A NUMBER of Government departments and agencies have missed the deadline for submitting action plans for the implementation of the Croke Park agreement on public service pay and reform.
Government departments were scheduled to submit the proposals to the Department of Finance by yesterday. However, the department said last night while it had received some proposals, others remained outstanding.
The department said it was envisaged when all the action plans were received, they would be refined into a single public service reform document which would be submitted to the implementation body for the agreement.
No date has been set out publicly for the completion of this process.
Earlier this week, Minister of State for Public Service Reform Dara Calleary said the implementation body had asked the main bodies in the public service to submit their action plans for effecting the changes set out in the deal this week.
“These action plans will include proposals that will lead to cost savings or which minimise the impacts of current resource constraints or service quality or availability, or actually improve services through technology or other means,” he said. Mr Calleary said under the Croke Park agreement public servants would “have to change, redeploy, retrain, take on more responsibility, adopt new work practices and work across professional, technical and sectoral boundaries”.
He said urgent progress was needed towards a public service that was leaner, more effective and more focused on the needs of citizens.
Mr Calleary said the implementation of the Croke Park agreement coupled with the Government’s programme for transforming public services required “commitment, energy and flexibility on behalf of all in the public service”.

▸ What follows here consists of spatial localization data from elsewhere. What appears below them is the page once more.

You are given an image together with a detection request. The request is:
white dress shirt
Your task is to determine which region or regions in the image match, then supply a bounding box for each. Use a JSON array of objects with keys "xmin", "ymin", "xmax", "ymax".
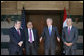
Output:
[
  {"xmin": 48, "ymin": 25, "xmax": 52, "ymax": 31},
  {"xmin": 68, "ymin": 25, "xmax": 72, "ymax": 30},
  {"xmin": 28, "ymin": 28, "xmax": 34, "ymax": 42}
]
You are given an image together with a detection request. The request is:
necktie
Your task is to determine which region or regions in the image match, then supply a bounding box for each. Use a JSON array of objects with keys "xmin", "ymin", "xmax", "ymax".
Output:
[
  {"xmin": 68, "ymin": 27, "xmax": 70, "ymax": 35},
  {"xmin": 29, "ymin": 29, "xmax": 32, "ymax": 43},
  {"xmin": 49, "ymin": 27, "xmax": 51, "ymax": 36},
  {"xmin": 17, "ymin": 30, "xmax": 20, "ymax": 36}
]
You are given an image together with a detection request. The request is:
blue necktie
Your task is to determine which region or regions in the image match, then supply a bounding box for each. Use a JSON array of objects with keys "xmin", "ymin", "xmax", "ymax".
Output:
[{"xmin": 49, "ymin": 27, "xmax": 51, "ymax": 36}]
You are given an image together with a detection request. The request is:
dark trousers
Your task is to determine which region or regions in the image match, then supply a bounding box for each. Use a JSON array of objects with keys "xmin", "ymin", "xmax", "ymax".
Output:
[
  {"xmin": 44, "ymin": 47, "xmax": 56, "ymax": 55},
  {"xmin": 26, "ymin": 41, "xmax": 37, "ymax": 55},
  {"xmin": 9, "ymin": 47, "xmax": 23, "ymax": 55},
  {"xmin": 64, "ymin": 46, "xmax": 76, "ymax": 55}
]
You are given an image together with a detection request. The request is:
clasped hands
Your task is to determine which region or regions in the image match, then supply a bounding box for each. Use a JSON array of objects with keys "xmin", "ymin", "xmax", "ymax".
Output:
[
  {"xmin": 64, "ymin": 42, "xmax": 73, "ymax": 46},
  {"xmin": 18, "ymin": 41, "xmax": 23, "ymax": 47}
]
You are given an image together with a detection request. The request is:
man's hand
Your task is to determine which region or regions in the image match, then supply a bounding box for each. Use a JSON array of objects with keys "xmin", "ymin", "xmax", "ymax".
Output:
[
  {"xmin": 68, "ymin": 43, "xmax": 72, "ymax": 46},
  {"xmin": 40, "ymin": 37, "xmax": 42, "ymax": 42},
  {"xmin": 20, "ymin": 41, "xmax": 23, "ymax": 44},
  {"xmin": 57, "ymin": 37, "xmax": 60, "ymax": 42},
  {"xmin": 64, "ymin": 42, "xmax": 69, "ymax": 46},
  {"xmin": 18, "ymin": 42, "xmax": 22, "ymax": 47},
  {"xmin": 18, "ymin": 41, "xmax": 23, "ymax": 47},
  {"xmin": 64, "ymin": 42, "xmax": 72, "ymax": 46}
]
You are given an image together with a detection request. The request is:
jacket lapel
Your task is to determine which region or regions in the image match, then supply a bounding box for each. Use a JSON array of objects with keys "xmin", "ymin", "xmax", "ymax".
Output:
[
  {"xmin": 51, "ymin": 26, "xmax": 54, "ymax": 36},
  {"xmin": 70, "ymin": 26, "xmax": 73, "ymax": 35},
  {"xmin": 32, "ymin": 29, "xmax": 35, "ymax": 40},
  {"xmin": 67, "ymin": 26, "xmax": 73, "ymax": 36},
  {"xmin": 46, "ymin": 26, "xmax": 49, "ymax": 36},
  {"xmin": 66, "ymin": 27, "xmax": 69, "ymax": 36},
  {"xmin": 26, "ymin": 29, "xmax": 29, "ymax": 40},
  {"xmin": 13, "ymin": 27, "xmax": 20, "ymax": 40}
]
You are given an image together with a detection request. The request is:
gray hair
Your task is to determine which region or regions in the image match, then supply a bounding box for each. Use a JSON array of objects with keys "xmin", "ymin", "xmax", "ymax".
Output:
[{"xmin": 46, "ymin": 18, "xmax": 53, "ymax": 22}]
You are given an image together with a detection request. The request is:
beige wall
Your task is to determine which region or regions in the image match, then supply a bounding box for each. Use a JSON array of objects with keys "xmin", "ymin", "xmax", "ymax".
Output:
[
  {"xmin": 69, "ymin": 1, "xmax": 83, "ymax": 15},
  {"xmin": 1, "ymin": 1, "xmax": 83, "ymax": 15},
  {"xmin": 17, "ymin": 1, "xmax": 69, "ymax": 10},
  {"xmin": 1, "ymin": 1, "xmax": 18, "ymax": 15}
]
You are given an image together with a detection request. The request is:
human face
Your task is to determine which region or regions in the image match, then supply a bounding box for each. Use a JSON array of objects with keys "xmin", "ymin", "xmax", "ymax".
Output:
[
  {"xmin": 15, "ymin": 21, "xmax": 21, "ymax": 29},
  {"xmin": 46, "ymin": 19, "xmax": 52, "ymax": 26},
  {"xmin": 27, "ymin": 22, "xmax": 33, "ymax": 29},
  {"xmin": 67, "ymin": 18, "xmax": 72, "ymax": 26}
]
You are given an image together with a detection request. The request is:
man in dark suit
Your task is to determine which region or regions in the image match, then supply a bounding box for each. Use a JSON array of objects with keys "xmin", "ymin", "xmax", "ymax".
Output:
[
  {"xmin": 9, "ymin": 20, "xmax": 25, "ymax": 55},
  {"xmin": 40, "ymin": 18, "xmax": 60, "ymax": 55},
  {"xmin": 62, "ymin": 18, "xmax": 78, "ymax": 55},
  {"xmin": 24, "ymin": 21, "xmax": 39, "ymax": 55}
]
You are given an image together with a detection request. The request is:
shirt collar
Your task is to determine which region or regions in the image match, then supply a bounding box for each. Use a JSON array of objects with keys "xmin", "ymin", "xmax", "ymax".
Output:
[
  {"xmin": 28, "ymin": 28, "xmax": 32, "ymax": 30},
  {"xmin": 14, "ymin": 26, "xmax": 19, "ymax": 30},
  {"xmin": 68, "ymin": 25, "xmax": 72, "ymax": 30},
  {"xmin": 48, "ymin": 25, "xmax": 52, "ymax": 28}
]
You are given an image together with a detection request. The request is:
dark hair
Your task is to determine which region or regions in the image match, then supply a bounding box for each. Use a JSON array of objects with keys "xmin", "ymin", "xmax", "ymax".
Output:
[
  {"xmin": 14, "ymin": 20, "xmax": 21, "ymax": 24},
  {"xmin": 67, "ymin": 18, "xmax": 73, "ymax": 22},
  {"xmin": 27, "ymin": 21, "xmax": 32, "ymax": 24}
]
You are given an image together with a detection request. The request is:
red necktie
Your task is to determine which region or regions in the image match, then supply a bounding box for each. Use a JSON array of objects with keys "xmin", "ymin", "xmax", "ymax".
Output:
[
  {"xmin": 68, "ymin": 27, "xmax": 70, "ymax": 35},
  {"xmin": 17, "ymin": 30, "xmax": 20, "ymax": 35}
]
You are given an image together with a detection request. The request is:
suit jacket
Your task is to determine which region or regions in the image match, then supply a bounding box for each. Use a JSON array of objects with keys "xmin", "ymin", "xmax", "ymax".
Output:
[
  {"xmin": 62, "ymin": 26, "xmax": 78, "ymax": 49},
  {"xmin": 9, "ymin": 27, "xmax": 25, "ymax": 52},
  {"xmin": 24, "ymin": 28, "xmax": 39, "ymax": 49},
  {"xmin": 41, "ymin": 26, "xmax": 60, "ymax": 50}
]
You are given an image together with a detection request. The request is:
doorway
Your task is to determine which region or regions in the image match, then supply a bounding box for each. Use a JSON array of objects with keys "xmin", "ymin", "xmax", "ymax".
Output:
[{"xmin": 25, "ymin": 10, "xmax": 63, "ymax": 55}]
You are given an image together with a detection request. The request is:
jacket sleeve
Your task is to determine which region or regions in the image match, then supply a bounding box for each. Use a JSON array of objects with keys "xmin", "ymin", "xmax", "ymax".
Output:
[
  {"xmin": 9, "ymin": 28, "xmax": 19, "ymax": 45},
  {"xmin": 36, "ymin": 29, "xmax": 39, "ymax": 47},
  {"xmin": 21, "ymin": 29, "xmax": 26, "ymax": 48},
  {"xmin": 41, "ymin": 28, "xmax": 45, "ymax": 38},
  {"xmin": 62, "ymin": 28, "xmax": 66, "ymax": 42},
  {"xmin": 71, "ymin": 28, "xmax": 78, "ymax": 44},
  {"xmin": 55, "ymin": 27, "xmax": 60, "ymax": 38}
]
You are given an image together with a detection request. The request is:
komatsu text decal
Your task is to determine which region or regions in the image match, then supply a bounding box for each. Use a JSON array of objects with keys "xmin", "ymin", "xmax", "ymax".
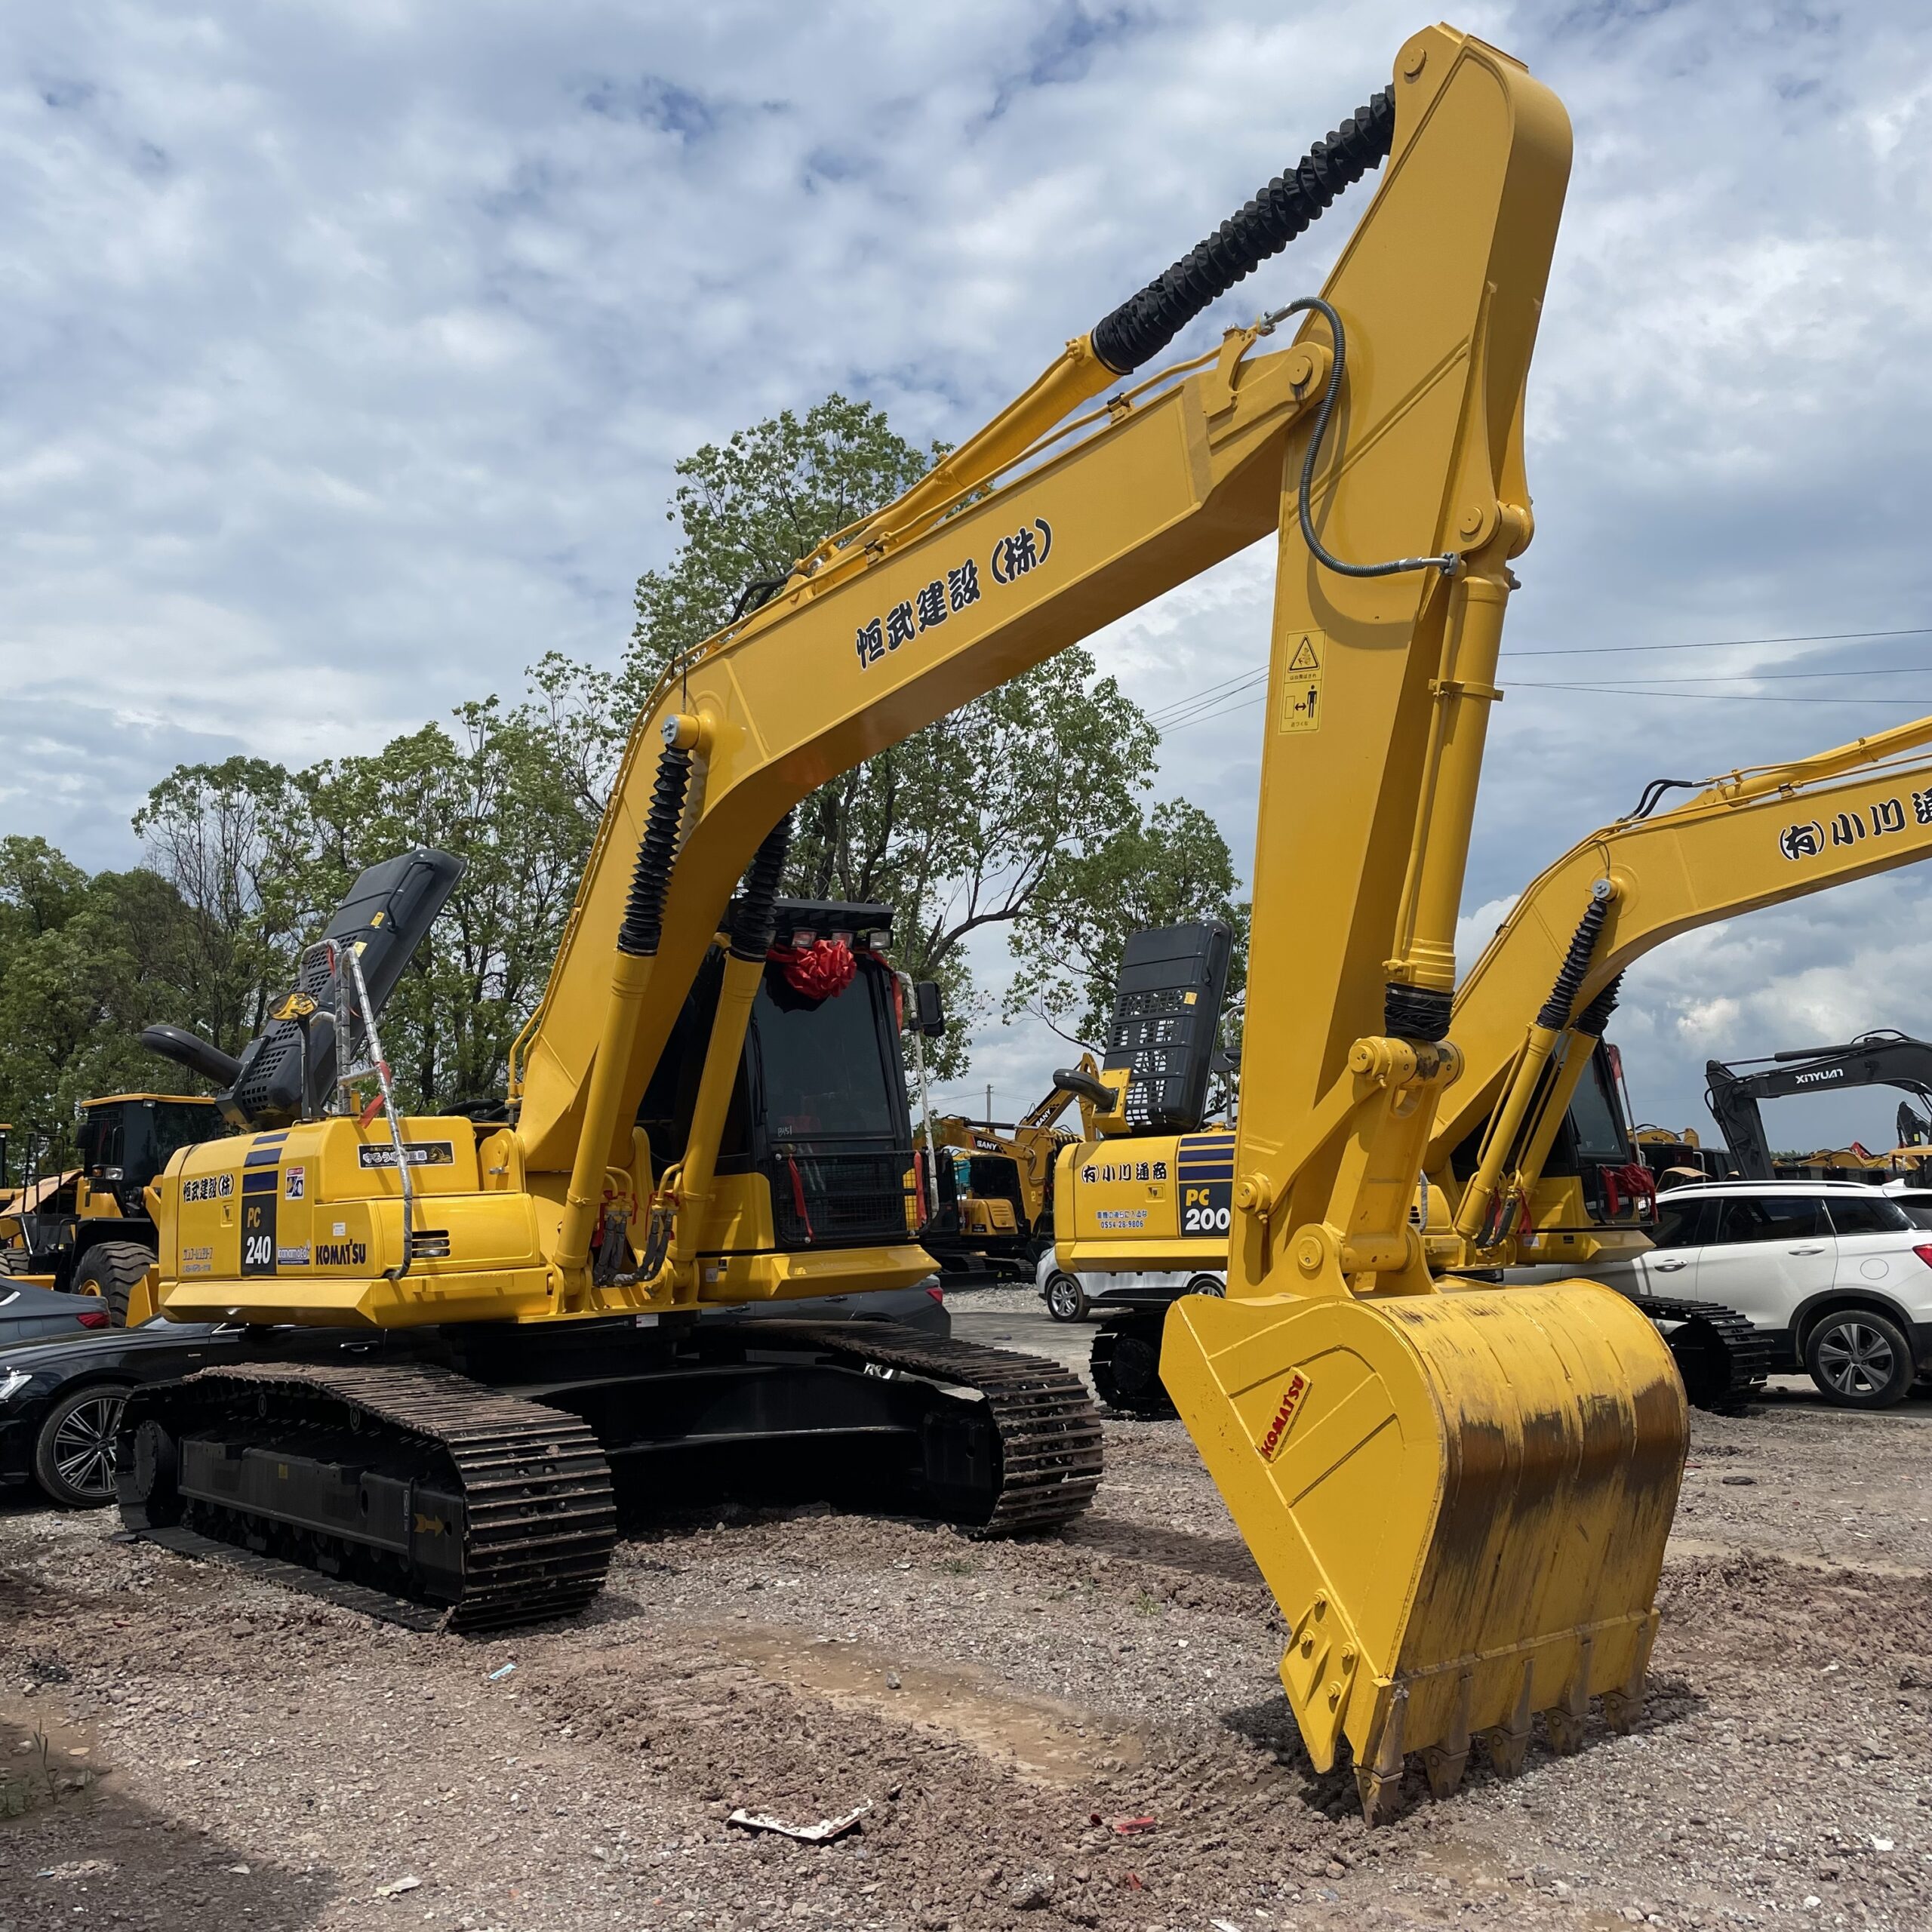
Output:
[{"xmin": 1255, "ymin": 1371, "xmax": 1311, "ymax": 1461}]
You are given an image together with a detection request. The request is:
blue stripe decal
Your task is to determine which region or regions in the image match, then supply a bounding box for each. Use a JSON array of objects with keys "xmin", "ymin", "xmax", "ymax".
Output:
[
  {"xmin": 244, "ymin": 1147, "xmax": 281, "ymax": 1168},
  {"xmin": 242, "ymin": 1170, "xmax": 278, "ymax": 1195}
]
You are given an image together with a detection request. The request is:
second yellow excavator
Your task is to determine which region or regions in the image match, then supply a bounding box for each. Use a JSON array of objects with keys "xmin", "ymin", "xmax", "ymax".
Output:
[{"xmin": 121, "ymin": 23, "xmax": 1687, "ymax": 1819}]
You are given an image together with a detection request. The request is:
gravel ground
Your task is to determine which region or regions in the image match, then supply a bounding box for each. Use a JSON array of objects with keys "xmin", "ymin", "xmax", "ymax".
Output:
[{"xmin": 3, "ymin": 1302, "xmax": 1929, "ymax": 1932}]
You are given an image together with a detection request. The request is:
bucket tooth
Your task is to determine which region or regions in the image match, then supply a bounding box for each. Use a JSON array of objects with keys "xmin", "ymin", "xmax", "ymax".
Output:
[
  {"xmin": 1483, "ymin": 1663, "xmax": 1535, "ymax": 1777},
  {"xmin": 1355, "ymin": 1682, "xmax": 1409, "ymax": 1826},
  {"xmin": 1601, "ymin": 1613, "xmax": 1657, "ymax": 1735},
  {"xmin": 1355, "ymin": 1761, "xmax": 1407, "ymax": 1826},
  {"xmin": 1546, "ymin": 1634, "xmax": 1593, "ymax": 1754},
  {"xmin": 1544, "ymin": 1706, "xmax": 1585, "ymax": 1755},
  {"xmin": 1422, "ymin": 1670, "xmax": 1472, "ymax": 1800}
]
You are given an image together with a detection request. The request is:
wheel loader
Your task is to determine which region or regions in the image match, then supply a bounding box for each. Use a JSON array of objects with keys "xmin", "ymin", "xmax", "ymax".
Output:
[
  {"xmin": 0, "ymin": 1094, "xmax": 226, "ymax": 1319},
  {"xmin": 119, "ymin": 24, "xmax": 1697, "ymax": 1818}
]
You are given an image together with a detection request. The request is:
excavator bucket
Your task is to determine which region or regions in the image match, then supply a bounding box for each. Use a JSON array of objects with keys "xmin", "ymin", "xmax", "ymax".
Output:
[{"xmin": 1163, "ymin": 1278, "xmax": 1685, "ymax": 1818}]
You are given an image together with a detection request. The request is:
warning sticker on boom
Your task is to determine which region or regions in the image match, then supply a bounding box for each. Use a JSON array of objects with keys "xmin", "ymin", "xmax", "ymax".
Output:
[{"xmin": 1280, "ymin": 632, "xmax": 1324, "ymax": 734}]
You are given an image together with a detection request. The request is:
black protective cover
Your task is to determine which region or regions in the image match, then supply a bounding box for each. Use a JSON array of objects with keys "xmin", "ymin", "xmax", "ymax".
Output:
[
  {"xmin": 208, "ymin": 850, "xmax": 463, "ymax": 1129},
  {"xmin": 1100, "ymin": 921, "xmax": 1232, "ymax": 1134}
]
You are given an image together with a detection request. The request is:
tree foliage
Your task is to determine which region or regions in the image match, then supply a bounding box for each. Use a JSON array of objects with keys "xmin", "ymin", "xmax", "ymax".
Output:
[
  {"xmin": 1006, "ymin": 798, "xmax": 1251, "ymax": 1057},
  {"xmin": 1, "ymin": 391, "xmax": 1237, "ymax": 1155},
  {"xmin": 0, "ymin": 838, "xmax": 205, "ymax": 1168},
  {"xmin": 626, "ymin": 393, "xmax": 1170, "ymax": 1078}
]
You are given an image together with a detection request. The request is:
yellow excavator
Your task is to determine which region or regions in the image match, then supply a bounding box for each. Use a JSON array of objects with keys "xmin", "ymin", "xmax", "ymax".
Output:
[
  {"xmin": 122, "ymin": 24, "xmax": 1681, "ymax": 1817},
  {"xmin": 1066, "ymin": 707, "xmax": 1932, "ymax": 1411},
  {"xmin": 920, "ymin": 1075, "xmax": 1091, "ymax": 1277}
]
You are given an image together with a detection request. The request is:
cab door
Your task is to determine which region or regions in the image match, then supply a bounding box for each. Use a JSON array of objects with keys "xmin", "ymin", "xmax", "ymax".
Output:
[
  {"xmin": 1627, "ymin": 1194, "xmax": 1715, "ymax": 1299},
  {"xmin": 1694, "ymin": 1194, "xmax": 1837, "ymax": 1329}
]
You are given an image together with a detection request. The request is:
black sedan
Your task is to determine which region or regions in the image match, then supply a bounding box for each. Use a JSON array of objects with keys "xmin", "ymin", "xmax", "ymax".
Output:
[
  {"xmin": 1, "ymin": 1281, "xmax": 114, "ymax": 1346},
  {"xmin": 1, "ymin": 1282, "xmax": 952, "ymax": 1510}
]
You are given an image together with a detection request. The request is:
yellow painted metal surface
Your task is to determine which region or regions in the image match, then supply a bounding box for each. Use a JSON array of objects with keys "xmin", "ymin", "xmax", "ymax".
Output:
[
  {"xmin": 1432, "ymin": 729, "xmax": 1932, "ymax": 1169},
  {"xmin": 1164, "ymin": 1280, "xmax": 1684, "ymax": 1810}
]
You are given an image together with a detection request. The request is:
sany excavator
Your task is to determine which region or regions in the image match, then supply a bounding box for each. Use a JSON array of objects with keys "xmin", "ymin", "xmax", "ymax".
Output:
[
  {"xmin": 123, "ymin": 25, "xmax": 1677, "ymax": 1818},
  {"xmin": 1704, "ymin": 1032, "xmax": 1932, "ymax": 1182},
  {"xmin": 919, "ymin": 1066, "xmax": 1103, "ymax": 1278},
  {"xmin": 1065, "ymin": 706, "xmax": 1932, "ymax": 1411}
]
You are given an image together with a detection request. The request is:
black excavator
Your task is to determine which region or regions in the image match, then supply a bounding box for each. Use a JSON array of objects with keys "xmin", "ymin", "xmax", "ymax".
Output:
[{"xmin": 1706, "ymin": 1032, "xmax": 1932, "ymax": 1181}]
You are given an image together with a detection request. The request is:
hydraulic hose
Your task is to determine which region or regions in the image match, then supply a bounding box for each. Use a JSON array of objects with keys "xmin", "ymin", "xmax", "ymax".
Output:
[
  {"xmin": 1574, "ymin": 972, "xmax": 1624, "ymax": 1039},
  {"xmin": 1537, "ymin": 884, "xmax": 1615, "ymax": 1031},
  {"xmin": 1269, "ymin": 294, "xmax": 1459, "ymax": 581},
  {"xmin": 1091, "ymin": 92, "xmax": 1395, "ymax": 375},
  {"xmin": 556, "ymin": 739, "xmax": 696, "ymax": 1278},
  {"xmin": 619, "ymin": 745, "xmax": 695, "ymax": 958}
]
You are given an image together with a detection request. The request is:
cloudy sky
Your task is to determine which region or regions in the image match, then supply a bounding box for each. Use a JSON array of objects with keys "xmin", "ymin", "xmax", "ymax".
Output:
[{"xmin": 7, "ymin": 1, "xmax": 1932, "ymax": 1152}]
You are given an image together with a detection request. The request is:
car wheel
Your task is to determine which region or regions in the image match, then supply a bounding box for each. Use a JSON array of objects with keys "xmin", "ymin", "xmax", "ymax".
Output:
[
  {"xmin": 1184, "ymin": 1274, "xmax": 1225, "ymax": 1298},
  {"xmin": 32, "ymin": 1383, "xmax": 133, "ymax": 1509},
  {"xmin": 1804, "ymin": 1309, "xmax": 1915, "ymax": 1409},
  {"xmin": 1044, "ymin": 1272, "xmax": 1089, "ymax": 1322}
]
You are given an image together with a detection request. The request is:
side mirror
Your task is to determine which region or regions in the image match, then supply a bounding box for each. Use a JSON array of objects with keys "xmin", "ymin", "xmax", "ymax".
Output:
[{"xmin": 912, "ymin": 981, "xmax": 947, "ymax": 1038}]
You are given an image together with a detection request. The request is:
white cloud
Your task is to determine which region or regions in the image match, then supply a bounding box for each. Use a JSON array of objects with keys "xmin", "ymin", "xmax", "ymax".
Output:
[{"xmin": 5, "ymin": 1, "xmax": 1932, "ymax": 1134}]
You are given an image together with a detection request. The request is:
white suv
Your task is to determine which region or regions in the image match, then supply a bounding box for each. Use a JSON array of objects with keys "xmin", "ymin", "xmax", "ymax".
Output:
[{"xmin": 1598, "ymin": 1181, "xmax": 1932, "ymax": 1409}]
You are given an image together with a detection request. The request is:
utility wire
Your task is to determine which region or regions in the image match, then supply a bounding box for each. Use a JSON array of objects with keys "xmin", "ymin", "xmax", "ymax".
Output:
[
  {"xmin": 1158, "ymin": 681, "xmax": 1932, "ymax": 735},
  {"xmin": 1146, "ymin": 624, "xmax": 1932, "ymax": 734},
  {"xmin": 1501, "ymin": 625, "xmax": 1932, "ymax": 660}
]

This followed ballots in various trade unions representing staff in the public service.
The Croke Park agreement was negotiated between public service trade unions and the Government earlier this year and formally ratified by the Irish Congress of Trade Unions in June.
Under the deal, the Government has promised not to cut pay further or to introduce compulsory redundancies in return for co-operation by staff with a wide-scale reform programme across the public service.
The agreement also sets out a mechanism for staff to recoup some of the money lost in recent pay cuts from savings to be generated by the reform programme.